The other grid is for sensing proximity to environmental objects such
as a pillar. This grid contains per-cell distances to the given object.
You may want to pick one or the other style of grid to use, depending
on which sensing you wish your plants to demonstrate. It is also
possible to perform ray tracing and distance calculations without
a pre-calculated grid. It is up to you whether you want to use a
grid-based or a gridless approach.
If you do decide to use a grid, you will need to be
able to place objects in the grid. I strongly recommend that you
limit yourself to voxelizing simple objects into the grid.
If you plan to use use occupancy grids, use axis-aligned blocks as the
objects in your environment. Each box can be specified by six
numbers: three to specify the minimum-value coordinates in x, y, z,
and three more to specify the maximum-value coordinates of the box.
Starting with a zeroed-out occupancy grid, a new box can be added
by looping through the x, y, and z ranges for the box, and
marking the appropriate grid cells as filled.
The purpose of the occupancy grid is to assist in fast ray tracing
towards sources of light. Moving from one grid cell to the next is
usually referred to as DDA, and you can read about this method
here.
This approach is very similar to the way in which a description of
a line segment is rasterized into pixels. Once you have fast
ray tracing implemented, you should cast multiple rays towards the
sky or the sun's path from each growing tip to determine the direction of
growth and/or whether to terminate the tip growth.
If you are implementing proximity grids, I suggest that you use
cylinders as your environmental elements. Each cylinder is defined
by a location on the ground plane (call these the x,y positions)
and a radius. Loop throught all of the grid cells, and determine
the distance along the x,y plane from the current grid cell to the
cylinder's x,y position. You can entirely ignore the vertical (z)
direction in this distance calculation. Place the distance in
the proximity grid. This creates a cylinder that is as tall as
the grid.
Once you have the ability to sense distances to other objects such
as pillars, you should use these distances to affect the way your
vines and/or other plants grow. Ned Greene used distances to keep
a growing vine adjacent to a pillar. He also incorporated a twisting
tendency so that the vine would spiral around the pillar.

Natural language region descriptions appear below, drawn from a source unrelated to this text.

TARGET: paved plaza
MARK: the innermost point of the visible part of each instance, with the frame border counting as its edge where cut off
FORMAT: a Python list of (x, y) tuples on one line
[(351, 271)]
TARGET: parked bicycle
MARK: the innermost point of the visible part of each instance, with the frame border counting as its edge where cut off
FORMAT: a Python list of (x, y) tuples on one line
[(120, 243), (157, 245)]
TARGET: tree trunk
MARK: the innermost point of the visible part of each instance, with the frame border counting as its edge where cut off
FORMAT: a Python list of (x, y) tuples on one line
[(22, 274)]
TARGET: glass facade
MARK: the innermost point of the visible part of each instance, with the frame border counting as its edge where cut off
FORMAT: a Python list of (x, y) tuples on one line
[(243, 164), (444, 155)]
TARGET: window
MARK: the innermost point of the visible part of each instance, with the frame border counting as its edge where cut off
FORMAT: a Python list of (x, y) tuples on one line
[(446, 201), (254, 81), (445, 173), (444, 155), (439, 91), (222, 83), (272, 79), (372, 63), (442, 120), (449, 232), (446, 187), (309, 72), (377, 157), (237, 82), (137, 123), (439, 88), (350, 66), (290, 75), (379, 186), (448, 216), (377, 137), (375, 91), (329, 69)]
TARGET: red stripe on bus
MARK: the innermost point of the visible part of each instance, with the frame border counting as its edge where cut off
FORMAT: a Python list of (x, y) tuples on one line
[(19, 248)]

Once you have the ability to affect the plant growth based on
environmental factors, experiment with different parameters and
objects in the environment. Create a growth model and an environment
that demonstrates the effects that you seek to model.
Programming Language
For this assignment, you may use any programming language that you wish.

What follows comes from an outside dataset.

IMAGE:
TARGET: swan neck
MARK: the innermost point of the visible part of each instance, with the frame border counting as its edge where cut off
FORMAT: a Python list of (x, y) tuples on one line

You may use Processing, but you are also free to use any other language
instead.
Project Presentations
Each of you will demonstrate your project
to the class. These demonstrations will take place during the time-slot
that has been assigned for our final exam. You can demo your project
either by playing a video or by giving a live demonstration. These
project demonstrations will be short -- five minutes maximum.

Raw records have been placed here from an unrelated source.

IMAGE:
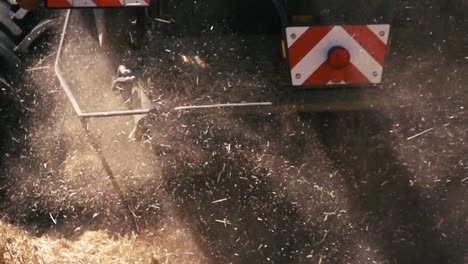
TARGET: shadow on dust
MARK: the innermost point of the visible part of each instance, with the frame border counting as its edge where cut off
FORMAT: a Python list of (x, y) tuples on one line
[(236, 216), (397, 218)]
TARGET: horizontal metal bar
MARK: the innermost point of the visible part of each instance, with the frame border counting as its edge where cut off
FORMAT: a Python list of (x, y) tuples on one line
[(81, 114), (190, 107)]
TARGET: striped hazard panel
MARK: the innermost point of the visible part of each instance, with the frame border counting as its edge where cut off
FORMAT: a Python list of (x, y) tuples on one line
[(331, 55), (95, 3)]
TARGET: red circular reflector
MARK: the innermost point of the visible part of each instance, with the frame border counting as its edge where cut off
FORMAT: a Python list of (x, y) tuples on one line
[(338, 57)]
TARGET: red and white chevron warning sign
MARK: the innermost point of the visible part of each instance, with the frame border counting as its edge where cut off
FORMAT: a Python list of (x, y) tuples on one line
[(95, 3), (330, 55)]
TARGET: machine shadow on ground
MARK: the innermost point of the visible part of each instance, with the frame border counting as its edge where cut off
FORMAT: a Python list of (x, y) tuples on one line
[(385, 204)]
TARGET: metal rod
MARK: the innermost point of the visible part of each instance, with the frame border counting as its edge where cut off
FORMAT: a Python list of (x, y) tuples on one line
[(190, 107), (81, 114)]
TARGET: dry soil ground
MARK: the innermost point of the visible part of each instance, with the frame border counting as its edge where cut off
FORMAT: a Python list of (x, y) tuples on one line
[(384, 185)]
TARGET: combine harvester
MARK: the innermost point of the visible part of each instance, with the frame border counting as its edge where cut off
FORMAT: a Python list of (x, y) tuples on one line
[(332, 55), (334, 49)]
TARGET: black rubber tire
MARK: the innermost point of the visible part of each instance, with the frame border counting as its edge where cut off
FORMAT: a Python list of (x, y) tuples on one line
[(8, 59), (5, 8), (6, 41)]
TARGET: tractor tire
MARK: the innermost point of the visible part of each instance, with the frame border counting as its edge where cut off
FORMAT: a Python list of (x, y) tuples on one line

Plan to bring a laptop to class during project demo day.
Turning In Your Assignment
You will turn in a write-up that describes your simulator and the plant
that you created. Include in this document some still images of your
plant. Your project description can be a PDF, an MS Word document, or
an HTML document. Also, you should turn in the source code for your
project. You will be graded based on your project presentation and your
write-up. Although I may look through your source code, I will not
attempt to run your program. Your written description and your source
code should be zipped up and turned in on T-square.
Authorship Rules
The code that you turn in must be entirely your own. You are allowed to
talk to other members of the class and to the teacher about general
implementation issues. It is also fine to seek the help of others for
general programming questions about Processing. You may not, however,
use code that anyone other than yourself has written. Code that is
explicitly not allowed includes code taken from the Web, from books,
or from any source other than yourself. You should not show
your code to other students. Feel free to seek the help of the teacher
for suggestions about debugging your code.